Каждый измеритель собирает данные с одного или нескольких образцов (собираемых из очереди сообщений или агентами), которые представлены счетчиками. Каждый счетчик имеет следующие поля:
- counter_name. Строка названия счетчика. По общепринятому соглашению точка используется как разделитель при переходе от наименее конкретного слова к наиболее конкретному (например, disk.ephemeral.size);
- counter_type. Тип счетчика (кумулятивный, индикатор, дельта, см. выше);
- counter_volume. Объем измеряемых данных (такты ЦП, число байтов, переданных по сети, время развертывания виртуальной машины и так далее). Это поле несущественно для счетчиков типа индикатор; в этом случае ему должно быть присвоено значение по умолчанию (обычно 1);
- counter_unit. Описание единицы измерения счетчика. Для обозначения используются единицы измерения системы СИ и их утвержденные сокращения. Количество информации должно выражаться в битах (б) или байтах (Б). Когда измерение представляет собой не количество данных, описание всегда должно содержать точную информацию, что измеряется (виртуальные машины, дисковые тома, IP-адреса и так далее);
- resource_id. Идентификатор измеряемого ресурса (UUID виртуальной машины, сеть, образ);
- project_id. Идентификатор проекта, которому принадлежит ресурс;
- user_id. Идентификатор пользователя, которому принадлежит ресурс;
- resource_metadata. Некоторые дополнительные метаданные для информационного наполнения сообщения об измерении.
Полный список доступных на данный момент измерений можно найти в документации Ceilometer (https://wiki.openstack.org/wiki/Ceilometer).
Ceilometer — это довольно перспективный проект, ставящий своей целью унификацию возможностей по сбору информации обо всех аспектах жизни облачной инфраструктуры. Использование Ceilometer позволяет поставить «карманное облако» на достаточно крепкие коммерческие рельсы.
Зе енд
Как видно, не все так просто в Датском королевстве. Есть там место и бедам и приключениям. OpenStack развивается очень активно, но все еще не готов к быстрому и простому использованию в производстве, как некоторые продукты коммерческой виртуализации прошлого поколения.

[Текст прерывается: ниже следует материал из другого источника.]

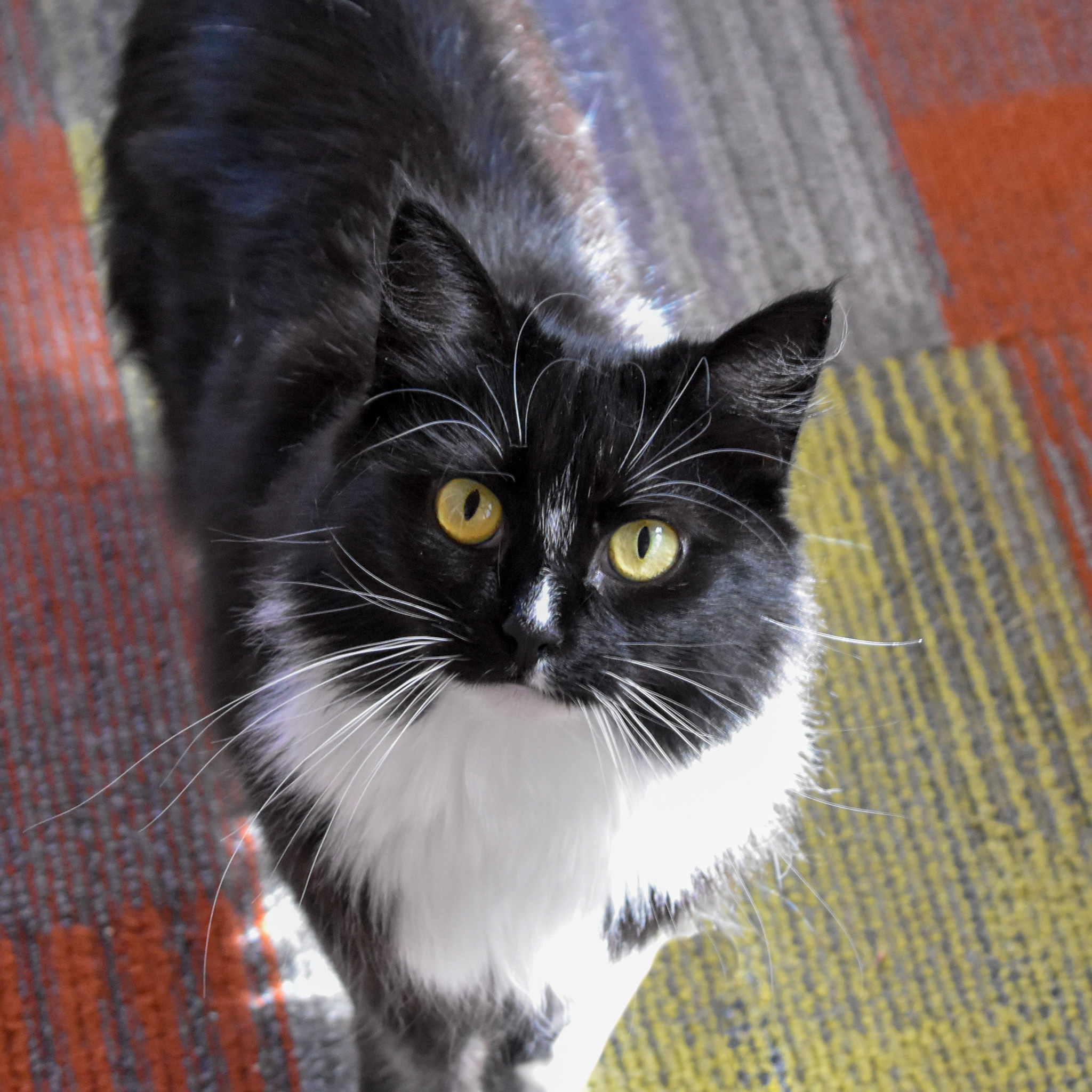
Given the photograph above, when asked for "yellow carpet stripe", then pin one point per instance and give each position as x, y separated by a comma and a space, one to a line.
998, 383
904, 957
1017, 584
1029, 722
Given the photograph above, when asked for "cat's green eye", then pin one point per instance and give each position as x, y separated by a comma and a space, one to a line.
468, 511
644, 550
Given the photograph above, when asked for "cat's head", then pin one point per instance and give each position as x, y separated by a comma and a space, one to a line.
510, 502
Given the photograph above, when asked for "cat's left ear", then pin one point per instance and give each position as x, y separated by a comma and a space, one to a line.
438, 303
766, 368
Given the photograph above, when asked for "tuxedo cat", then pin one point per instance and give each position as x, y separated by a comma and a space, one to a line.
504, 612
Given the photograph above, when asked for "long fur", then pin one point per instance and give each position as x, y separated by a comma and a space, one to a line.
495, 776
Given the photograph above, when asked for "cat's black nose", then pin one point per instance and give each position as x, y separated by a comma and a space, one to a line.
531, 640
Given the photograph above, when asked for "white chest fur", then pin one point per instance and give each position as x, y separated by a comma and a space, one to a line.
497, 825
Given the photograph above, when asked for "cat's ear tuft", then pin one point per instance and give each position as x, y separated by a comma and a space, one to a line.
767, 366
437, 300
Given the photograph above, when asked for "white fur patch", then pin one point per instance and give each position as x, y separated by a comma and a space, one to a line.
542, 603
496, 827
556, 522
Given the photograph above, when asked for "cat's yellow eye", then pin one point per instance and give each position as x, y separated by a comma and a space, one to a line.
644, 550
468, 511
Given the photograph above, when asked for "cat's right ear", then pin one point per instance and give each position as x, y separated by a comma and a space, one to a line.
438, 307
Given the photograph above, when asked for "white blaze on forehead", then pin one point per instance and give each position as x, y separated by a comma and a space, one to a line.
542, 602
556, 518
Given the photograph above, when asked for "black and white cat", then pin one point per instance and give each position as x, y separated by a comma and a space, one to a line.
506, 612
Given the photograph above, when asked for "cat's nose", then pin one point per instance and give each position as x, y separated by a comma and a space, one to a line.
531, 640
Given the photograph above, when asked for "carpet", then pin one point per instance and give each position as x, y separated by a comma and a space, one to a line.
934, 933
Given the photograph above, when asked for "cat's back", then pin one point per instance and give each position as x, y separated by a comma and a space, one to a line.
260, 149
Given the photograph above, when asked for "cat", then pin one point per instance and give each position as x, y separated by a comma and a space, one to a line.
504, 613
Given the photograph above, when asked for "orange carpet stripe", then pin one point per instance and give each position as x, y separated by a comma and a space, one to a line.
1007, 187
80, 987
228, 990
275, 974
153, 987
15, 1074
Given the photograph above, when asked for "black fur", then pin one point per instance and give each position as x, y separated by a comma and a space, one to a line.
329, 232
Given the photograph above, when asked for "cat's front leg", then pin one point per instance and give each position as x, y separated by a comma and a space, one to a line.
596, 991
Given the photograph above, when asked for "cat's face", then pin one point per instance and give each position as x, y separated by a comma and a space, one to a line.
513, 505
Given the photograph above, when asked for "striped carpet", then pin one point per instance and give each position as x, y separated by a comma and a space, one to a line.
936, 933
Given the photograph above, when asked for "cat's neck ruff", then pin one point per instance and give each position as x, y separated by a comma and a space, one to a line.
499, 821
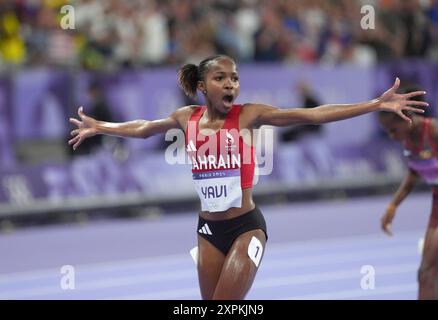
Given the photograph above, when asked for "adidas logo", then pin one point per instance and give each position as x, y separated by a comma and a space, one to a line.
205, 230
191, 146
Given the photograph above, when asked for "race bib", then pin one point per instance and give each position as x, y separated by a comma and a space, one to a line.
219, 190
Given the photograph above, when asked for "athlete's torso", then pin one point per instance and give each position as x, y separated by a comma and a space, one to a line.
222, 164
424, 159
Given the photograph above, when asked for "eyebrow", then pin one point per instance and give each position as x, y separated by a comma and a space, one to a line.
223, 72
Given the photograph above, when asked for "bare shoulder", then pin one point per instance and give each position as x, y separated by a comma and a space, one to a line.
182, 115
250, 113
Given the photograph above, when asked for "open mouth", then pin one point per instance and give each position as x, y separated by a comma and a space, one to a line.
228, 98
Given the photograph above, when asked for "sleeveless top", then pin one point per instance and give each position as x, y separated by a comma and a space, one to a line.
222, 164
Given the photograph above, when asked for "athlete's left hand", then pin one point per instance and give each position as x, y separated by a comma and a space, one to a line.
394, 102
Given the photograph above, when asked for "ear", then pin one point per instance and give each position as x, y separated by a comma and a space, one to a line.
201, 87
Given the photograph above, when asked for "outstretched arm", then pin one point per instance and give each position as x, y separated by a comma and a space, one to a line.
402, 192
388, 101
88, 127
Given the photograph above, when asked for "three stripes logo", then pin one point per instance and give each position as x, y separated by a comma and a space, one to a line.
205, 230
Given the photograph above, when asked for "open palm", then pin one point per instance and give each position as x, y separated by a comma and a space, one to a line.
395, 102
86, 127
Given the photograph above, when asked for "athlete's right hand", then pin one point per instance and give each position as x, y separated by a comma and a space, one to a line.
386, 220
86, 128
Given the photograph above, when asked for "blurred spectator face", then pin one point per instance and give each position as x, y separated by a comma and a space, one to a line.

Если виртуализация — это одно из основных направлений твоей деятельности, то, без сомнения, уже пора начинать в нем разбираться. Если нет, но все равно интересно, то, пожалуйста, пробуй, но в производство без крайней нужды пускать не советую. На данный момент лучше будет пользоваться классическими системами виртуализации всем, у кого нет особых против того противопоказаний. Сбережете много нервов и денег. Мы же у себя подумываем в некотором не очень отдаленном будущем тоже открывать направление поддержки OpenStack-решений. Кажется, это будет довольно интересно :).